When Jeremiah was finally released, he offered a prophesy against Pashhur that was a play on the meaning of the priest’s name. Jeremiah said God didn’t name the apostatizing priest Pashhur/prosperity everywhere, but Magor M’sibib/terror all around. In other words, Jeremiah was mocked for his message of God’s judgment on a sick society, but those who proclaimed prosperity for a society that was rotten to the core would find themselves in terror when they could no longer blind themselves to the truth.

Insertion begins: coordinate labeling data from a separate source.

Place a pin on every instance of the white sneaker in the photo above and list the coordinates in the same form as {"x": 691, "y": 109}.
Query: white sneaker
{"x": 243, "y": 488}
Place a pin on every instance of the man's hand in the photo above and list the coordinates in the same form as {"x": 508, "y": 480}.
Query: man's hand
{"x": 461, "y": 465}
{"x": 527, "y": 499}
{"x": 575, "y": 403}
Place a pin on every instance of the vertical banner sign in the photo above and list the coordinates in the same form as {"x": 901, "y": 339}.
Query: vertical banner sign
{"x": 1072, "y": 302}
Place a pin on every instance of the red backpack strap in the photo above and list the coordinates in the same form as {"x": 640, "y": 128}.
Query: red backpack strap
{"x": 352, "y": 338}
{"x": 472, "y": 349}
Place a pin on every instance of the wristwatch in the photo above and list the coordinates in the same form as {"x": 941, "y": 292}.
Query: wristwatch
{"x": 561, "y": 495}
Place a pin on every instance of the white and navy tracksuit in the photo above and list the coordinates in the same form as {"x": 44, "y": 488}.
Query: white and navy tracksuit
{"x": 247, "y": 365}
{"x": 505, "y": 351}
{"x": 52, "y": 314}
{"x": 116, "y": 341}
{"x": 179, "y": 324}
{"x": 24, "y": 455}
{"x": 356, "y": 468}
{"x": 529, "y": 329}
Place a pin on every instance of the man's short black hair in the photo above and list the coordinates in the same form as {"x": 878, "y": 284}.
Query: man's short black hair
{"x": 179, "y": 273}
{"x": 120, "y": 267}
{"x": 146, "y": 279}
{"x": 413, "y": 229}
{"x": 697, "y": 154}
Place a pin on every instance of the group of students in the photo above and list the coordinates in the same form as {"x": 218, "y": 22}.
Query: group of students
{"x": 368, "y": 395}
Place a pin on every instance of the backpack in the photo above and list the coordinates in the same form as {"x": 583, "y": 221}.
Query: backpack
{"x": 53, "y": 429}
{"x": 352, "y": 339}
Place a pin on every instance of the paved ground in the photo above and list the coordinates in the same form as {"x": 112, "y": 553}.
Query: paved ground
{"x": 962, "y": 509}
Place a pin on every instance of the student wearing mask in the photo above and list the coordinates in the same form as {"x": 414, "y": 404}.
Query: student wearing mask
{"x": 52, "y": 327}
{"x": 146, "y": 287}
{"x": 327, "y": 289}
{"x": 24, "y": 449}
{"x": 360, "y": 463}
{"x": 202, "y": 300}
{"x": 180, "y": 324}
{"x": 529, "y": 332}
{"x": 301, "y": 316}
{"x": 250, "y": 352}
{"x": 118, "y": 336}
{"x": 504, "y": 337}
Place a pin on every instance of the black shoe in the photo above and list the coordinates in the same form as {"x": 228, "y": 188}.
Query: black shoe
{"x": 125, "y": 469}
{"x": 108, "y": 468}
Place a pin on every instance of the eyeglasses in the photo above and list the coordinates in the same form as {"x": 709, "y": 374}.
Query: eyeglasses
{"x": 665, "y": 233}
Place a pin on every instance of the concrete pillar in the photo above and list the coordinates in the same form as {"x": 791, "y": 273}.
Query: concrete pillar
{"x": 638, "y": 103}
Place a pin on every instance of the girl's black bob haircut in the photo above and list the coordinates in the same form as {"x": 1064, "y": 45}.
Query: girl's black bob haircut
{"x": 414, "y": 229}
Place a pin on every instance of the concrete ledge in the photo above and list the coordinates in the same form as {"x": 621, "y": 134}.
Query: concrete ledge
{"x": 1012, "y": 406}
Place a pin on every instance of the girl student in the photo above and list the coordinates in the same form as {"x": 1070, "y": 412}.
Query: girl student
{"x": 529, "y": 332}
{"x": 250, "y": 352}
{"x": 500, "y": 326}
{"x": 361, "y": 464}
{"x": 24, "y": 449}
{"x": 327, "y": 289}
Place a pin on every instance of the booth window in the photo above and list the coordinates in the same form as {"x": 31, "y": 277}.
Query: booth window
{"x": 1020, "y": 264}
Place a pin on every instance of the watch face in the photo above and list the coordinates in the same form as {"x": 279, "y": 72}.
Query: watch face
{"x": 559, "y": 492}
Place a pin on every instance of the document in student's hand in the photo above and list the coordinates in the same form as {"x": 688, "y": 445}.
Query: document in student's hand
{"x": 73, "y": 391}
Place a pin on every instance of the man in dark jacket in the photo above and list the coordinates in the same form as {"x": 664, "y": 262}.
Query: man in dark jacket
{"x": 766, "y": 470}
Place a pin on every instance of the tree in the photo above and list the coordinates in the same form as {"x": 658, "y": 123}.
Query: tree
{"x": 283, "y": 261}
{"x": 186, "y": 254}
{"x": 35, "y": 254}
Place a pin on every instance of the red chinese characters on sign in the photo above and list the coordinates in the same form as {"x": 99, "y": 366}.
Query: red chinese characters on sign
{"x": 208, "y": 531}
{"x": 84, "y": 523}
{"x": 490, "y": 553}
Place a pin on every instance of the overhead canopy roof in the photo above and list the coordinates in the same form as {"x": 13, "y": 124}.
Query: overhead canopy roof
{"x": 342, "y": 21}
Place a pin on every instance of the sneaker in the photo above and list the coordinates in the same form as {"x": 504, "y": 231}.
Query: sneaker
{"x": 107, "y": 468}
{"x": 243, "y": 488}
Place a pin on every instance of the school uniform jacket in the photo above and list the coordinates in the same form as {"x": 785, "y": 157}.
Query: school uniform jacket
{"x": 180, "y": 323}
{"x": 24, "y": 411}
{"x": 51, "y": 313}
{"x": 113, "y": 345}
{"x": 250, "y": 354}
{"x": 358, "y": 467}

Jesus is saying that we need to be prepared for even our families to question our judgment for really following Jesus.

The psalmist identifies deeply with Jeremiah’s suffering for daring to proclaim God’s evaluation of the world. The leader of Israel’s songs and prayers proclaims to God: “It is for your sake I have borne reproach” (Psalm 69:7). Even the psalmist’s family and siblings have turned away from him on account of his faithfulness to God’s call. Yet, the psalmist proclaims that zeal for God’s house consumes him (69:9).

Jesus also faced mocking and ridicule (and eventually his own murder) for daring to speak and embody the message that God had entrusted to him. Jesus tried to prepare his followers for the persecution that they would face by saying the disciple is like the teacher. Jesus made a pun by saying that, if they call the master of the house Beelzebul (a derogatory renaming of a Philistine god of Ekron as “master of the high house” to “the lord of dung” in Aramaic), how much more the members of his household (Matthew 10:25)?  Jesus warned those who follow him that if people say he is literally the lord of feces, they will say that about his disciples—and worse.

In this context of being mocked and mistreated for being faithful to God’s mission, Jesus warns them in advance to prioritize God over even family members. Jesus quotes Micah 7:6 to say that family members will try to dissuade people from authentically following God. As is nearly always the case when Jesus quotes the Hebrew Bible, the reader is meant to call to mind the next few words after he stopped quoting:

But as for me, I will look to the Lord,
I will wait for the God of my salvation;
my God will hear me
(Micah 7:7).

Jesus isn’t saying that we should hate our families. He’s saying that we need to be prepared for even our families to question our judgment for really following Jesus.

Friends, times are tough, conspiracy theories are floating around, and people want to force other folks to go back to work so they aren’t inconvenienced. The good news is that the kingdom of God is at hand. When we pray, as Jesus taught us, “your kingdom come, your will be done on earth as in heaven,” that is a prayer God loves to answer. We need not be shy or scared about living into who God has called us to be. When we proclaim that loving God necessitates loving our neighbor as we love ourselves, there are some people who will mock us for that sentiment. Yet, we are called to be Christ to one another, and to withstand reproach.

Cory Driver
Cory Driver is a minister of word and service, and the director of the Transformational Leadership Academy in the Indiana-Kentucky Synod. He earned his doctorate in Jewish religious cultures from Emory University, Atlanta. Cory lives with his family in Indianapolis.